Hm, marbel, no więc - dlaczego większość twórczych pomysłów przychodzi Ci do głowy w łazience? ;>

Mnie twórcze pomysły przychodzą do głowy, jak... idę. Tak po prostu, zwłaszcza jak droga jest długa i mi się nudzi. Idę i coś wymyślam albo obmyślam. Razz

I w kościele też mi przychodzą twórcze pomysły do głowy... tak, bo w kościele też mi się zdarza ponudzić na Mszy czasem. Embarassed
marbel
PostWysłany: Wto 13:36, 27 Lut 2007    Temat postu:

Nie przesadzajmy z tym masłem, dobre pytanie. Wink

Jeśli jakiś temat chwyci (tzn ktoś okaże nim zainteresowanie), to można założyć osobny, nowy temat z danym tematem w temacie... lol

Temat o serialach jest niezły, ale trochę już obgadany i chyba sprowadzi się do ogólnego narzekania na tasiemce. Razz

A gdzie przychodzą ci te twórcze pomysły do głowy, Villemo? ;>
Villemo
PostWysłany: Wto 13:24, 27 Lut 2007    Temat postu:

Hm... Ale chcesz, żeby tutaj właśnie dyskutować o nich, czy na każdy temat dyskusji przeznaczyć osobny temat... oj, ale masło maślane. Razz

Łazienka pomysł dobry, choć... ja się nie zgadzam. Bo mi twórcze pomysły przychodzą całkiem, a to całkiem gdzie indziej. Very Happy

Ja mam temat na dyskusję. O serialach-tasiemcach i serialach-na-dobrej-drodze-do-stasiemcowania (za tasiemca uważam coś, co albo ma nie zamkniętą liczbę odcinków, albo w trakcie zaczyna się je dokręcać - choć z założenia miało być np. 15 - albo kręci się trzecią serię (drugą jeszcze idzie znieść)). Po kiego ludzie to oglądają? Hm, może nie będę rozwijać teraz, ale zapewniam, na taki temat to bym sobie podyskutowała, bo mnie to niezmiernie intryguje. Razz
marbel
PostWysłany: Wto 2:48, 27 Lut 2007    Temat postu: Tematy na dyskusję

Panie i panowie, bracia i siostry... (Ale żeby nie było- nie mam rodziny na forum.)

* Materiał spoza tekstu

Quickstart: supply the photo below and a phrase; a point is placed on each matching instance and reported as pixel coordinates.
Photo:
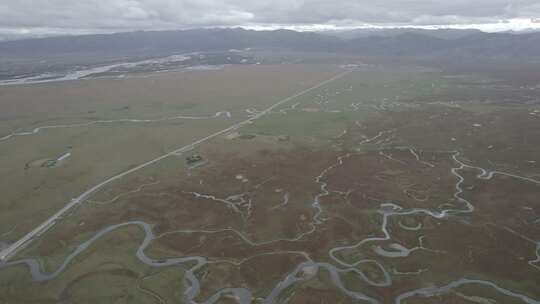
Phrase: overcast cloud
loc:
(45, 17)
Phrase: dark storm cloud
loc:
(69, 16)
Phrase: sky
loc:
(30, 18)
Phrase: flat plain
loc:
(300, 183)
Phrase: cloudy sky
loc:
(45, 17)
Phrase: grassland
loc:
(304, 209)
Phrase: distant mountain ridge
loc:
(468, 44)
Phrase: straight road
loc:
(51, 221)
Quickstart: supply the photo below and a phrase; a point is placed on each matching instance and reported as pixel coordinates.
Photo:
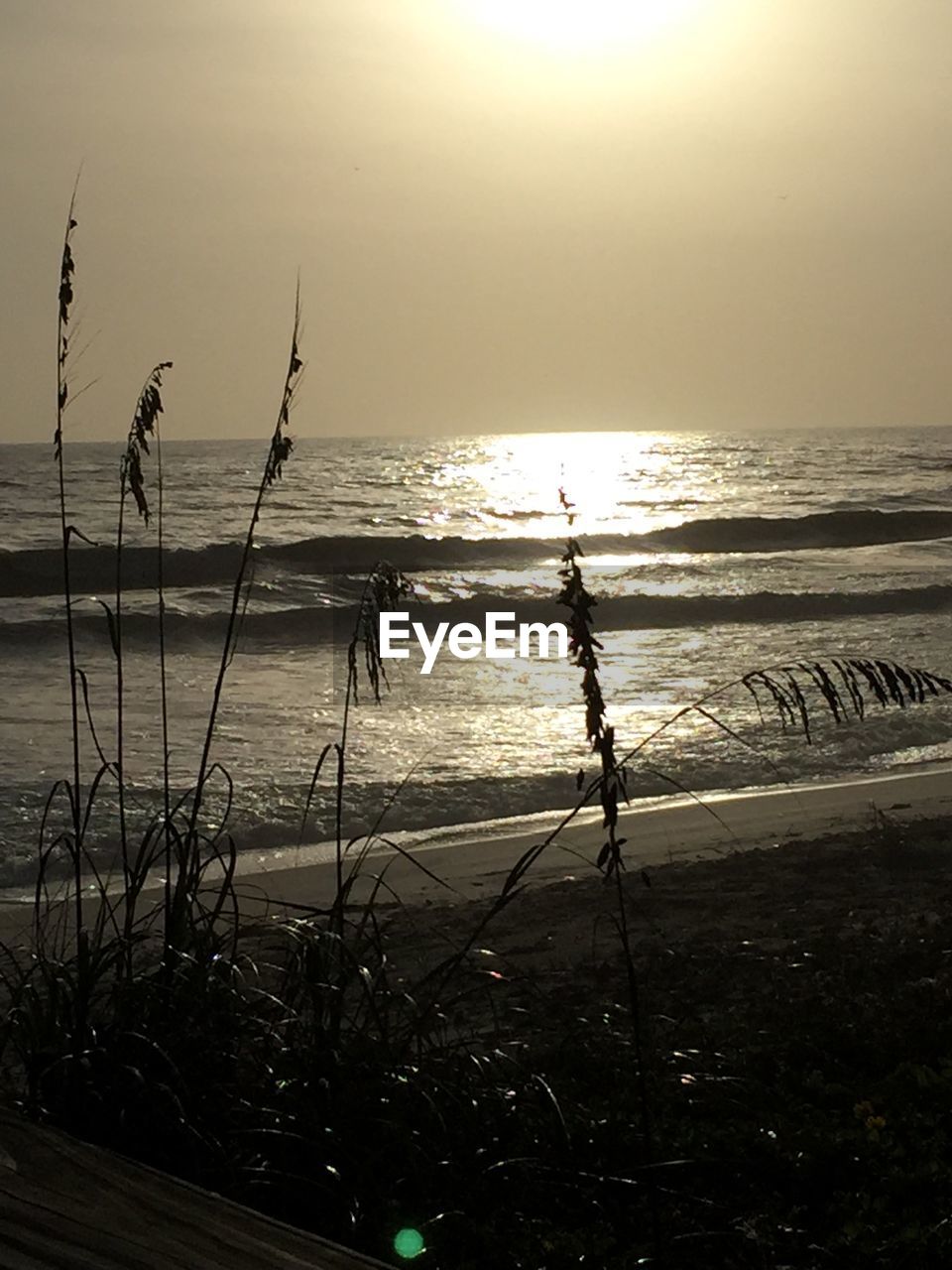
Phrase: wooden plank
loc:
(64, 1206)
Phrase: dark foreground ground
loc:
(796, 1032)
(783, 1101)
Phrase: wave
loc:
(313, 625)
(39, 571)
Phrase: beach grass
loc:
(739, 1065)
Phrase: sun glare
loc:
(579, 26)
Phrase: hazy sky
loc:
(503, 220)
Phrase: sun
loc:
(579, 26)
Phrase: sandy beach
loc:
(474, 862)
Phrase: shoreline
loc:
(675, 829)
(474, 860)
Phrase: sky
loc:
(507, 214)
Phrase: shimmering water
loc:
(711, 554)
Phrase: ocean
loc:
(710, 554)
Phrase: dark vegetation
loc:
(747, 1064)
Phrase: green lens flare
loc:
(409, 1243)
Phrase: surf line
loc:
(499, 639)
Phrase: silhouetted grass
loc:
(359, 1069)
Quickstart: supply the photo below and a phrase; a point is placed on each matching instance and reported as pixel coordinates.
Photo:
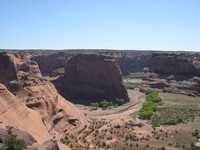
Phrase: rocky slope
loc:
(129, 61)
(90, 77)
(31, 142)
(174, 72)
(36, 106)
(15, 113)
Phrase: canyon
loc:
(40, 87)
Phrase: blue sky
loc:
(100, 24)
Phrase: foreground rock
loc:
(14, 66)
(58, 115)
(36, 106)
(31, 142)
(90, 77)
(14, 113)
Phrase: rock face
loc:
(90, 77)
(186, 64)
(30, 141)
(7, 69)
(34, 105)
(15, 113)
(58, 115)
(174, 72)
(13, 67)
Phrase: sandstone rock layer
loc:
(90, 77)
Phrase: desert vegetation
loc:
(105, 104)
(150, 105)
(10, 142)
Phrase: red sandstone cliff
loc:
(90, 77)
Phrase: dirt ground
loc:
(136, 100)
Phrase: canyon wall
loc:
(91, 77)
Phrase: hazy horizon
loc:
(109, 25)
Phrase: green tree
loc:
(104, 103)
(10, 142)
(119, 101)
(95, 104)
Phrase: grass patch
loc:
(137, 75)
(173, 116)
(150, 105)
(131, 86)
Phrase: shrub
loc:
(119, 101)
(149, 106)
(95, 104)
(104, 103)
(12, 143)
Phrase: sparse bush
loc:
(12, 143)
(95, 104)
(104, 103)
(119, 101)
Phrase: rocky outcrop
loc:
(90, 77)
(173, 72)
(129, 61)
(14, 113)
(186, 64)
(56, 113)
(169, 84)
(36, 106)
(13, 67)
(31, 142)
(7, 69)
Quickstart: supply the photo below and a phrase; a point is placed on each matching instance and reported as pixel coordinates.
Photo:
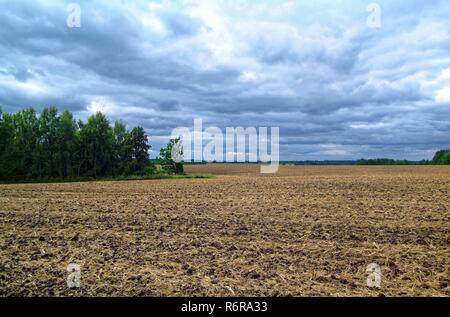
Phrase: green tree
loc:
(121, 149)
(441, 157)
(138, 142)
(47, 147)
(96, 140)
(66, 145)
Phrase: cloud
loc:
(336, 88)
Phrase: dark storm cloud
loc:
(336, 88)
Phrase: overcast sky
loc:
(337, 88)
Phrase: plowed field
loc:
(306, 231)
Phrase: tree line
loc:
(55, 145)
(441, 157)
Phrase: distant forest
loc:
(54, 145)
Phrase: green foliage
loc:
(442, 157)
(166, 159)
(54, 146)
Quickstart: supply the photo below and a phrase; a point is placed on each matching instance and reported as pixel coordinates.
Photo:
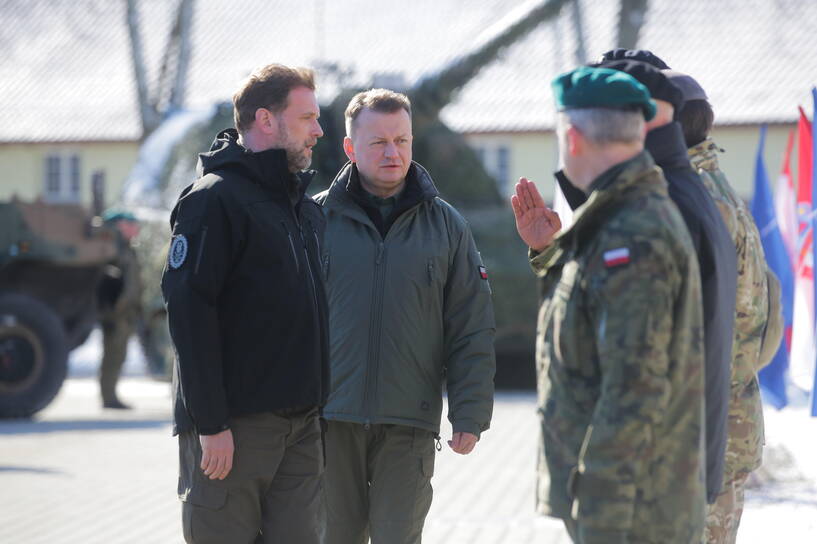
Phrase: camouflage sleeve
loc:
(469, 338)
(632, 287)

Czas się zastanowić nad sensem istnienia (i znaczenia dla was) tego forum!
Nieważne, czy wpadacie tu raz na jakiś czas, czy spędzacie na forum pół dnia, czytając po raz enty dawno założone tematy. Oto nadchodzi czas zmian!! Strzeżcie się Administratora i jego rozproszonej świty!!!


Dochodzi trzecia (w nocy!!), więc krótko i na temat. Nudzi się wam tu czasem? Nie widzicie żadnych ciekawych tematów do dyskusji? No to trzeba taki temat (a nawet kilka tematów) założyć!

Zarzućcie jakimiś tematami na dyskusję lub chociażby ma niewielką, maciupeńką wymianę poglądów. Niekoniecznie taką na siekiery i noże, może być na skarpetki i szaliki (co na myśli, to na klawiaturze- zimno mi jest Razz).


Jako że jest trzecia (jeszcze raz podkreślę- w nocy!!), więc moje pomysły są coraz mniej racjonalne i czasem lepiej je zignorować, ale dam jakiś przykład.


"Twórcze miejsca- łazienka- dlaczego większość pomysłów przychodzi wam do głowy właśnie tam?"